Evitar un enfrentamiento es básico para esta tecnología que ya permite, por ejemplo, a Facebook, implementar en sus máquinas un sistema de aprendizaje que pone el foco en la información personal del usuario, analizando la totalidad de los datos recibidos con el fin de tomar mostrar la información adecuada, una tarea complicada incluso para los expertos que genera ciertos interrogantes.

En un artículo publicado en Wired, Viktor Mayer-Schönberger, experto en la materia de la Universidad de Oxford y asesor en la elaboración de la nueva legislación sobre Internet en Europa, señala que todo aquello que tiene que ver con la inteligencia artificial es “abierto a interpretaciones”. La gran pregunta es saber cómo este complejo proceso neuronal tiene su referente artificial y cómo se articulan las redes neuronales artificiales que se generan.

Conflictos éticos, morales y legales

La legislación actual prohíbe el uso de todo tipo de técnicas que afectan significativamente a los ciudadanos, incluyendo aquellas que recopilan información personal sobre situación laboral, económica, en referencia a la salud, preferencias personales, intereses, fiabilidad, comportamiento o ubicación e incorpora el llamado “derecho a la explicación“, que permite a los ciudadanos saber cómo un servicio en particular ha tomado una decisión algorítmica particular.

La UE está vigilando el modelo de negocio de grandes empresas, entre ellas Facebook o Google, que aplican este tipo de técnicas de aprendizaje basados en datos personales y los implementan en sus sistemas. En su día fueron requeridos para que dieran explicaciones al respecto, pero ninguna de las dos empresas emitió respuesta alguna.

Godman señala que es necesario controlar a todos los actores de este proceso, tanto empresas como instituciones oficiales, ya que hablamos de un tipo de tecnología que puede llegar a afectar desde el pago con una simple tarjeta de crédito a los datos que tengan las compañías de seguros. La razón está en que los tribunales europeos tienen difícil catalogar este tipo de actuaciones como delictivas, ya que el análisis matemático de la información recibida y su automatización va más allá de un simple delito tecnológico.

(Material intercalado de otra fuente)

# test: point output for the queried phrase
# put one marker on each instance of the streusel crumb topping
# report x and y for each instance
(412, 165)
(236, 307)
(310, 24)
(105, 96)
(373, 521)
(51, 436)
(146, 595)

Según Godman, Internet se mueve hacia la automatización cada vez más profunda y con un uso cada vez más extendido e intensificado, lo que conlleva un proceso de toma de decisiones por parte de las máquinas cada vez más sofisticado, basado en complejos algoritmos que según algunos expertos llegan a ser cercanos a la lógica aplicada por los seres humanos. De ahí que resulte necesaria la definición de una regulación que contemple todos los parámetros, para que al debate sobre el uso o no de información y su aplicación tecnológica no traspase los límites de la ética y la razón humana.

Un interesante dilema que pone en jaque a grandes empresas y stratups. Algunos expertos ya han señalado que no se puede dejar a las máquinas tomando decisiones de tipo moral. No quiere decir que sean mejores o peores, pero “las máquinas nunca serán humanas”. Según Chris Nicholson, CEO y fundador de Skymind “controlarlo no es imposible, pero es complicado”.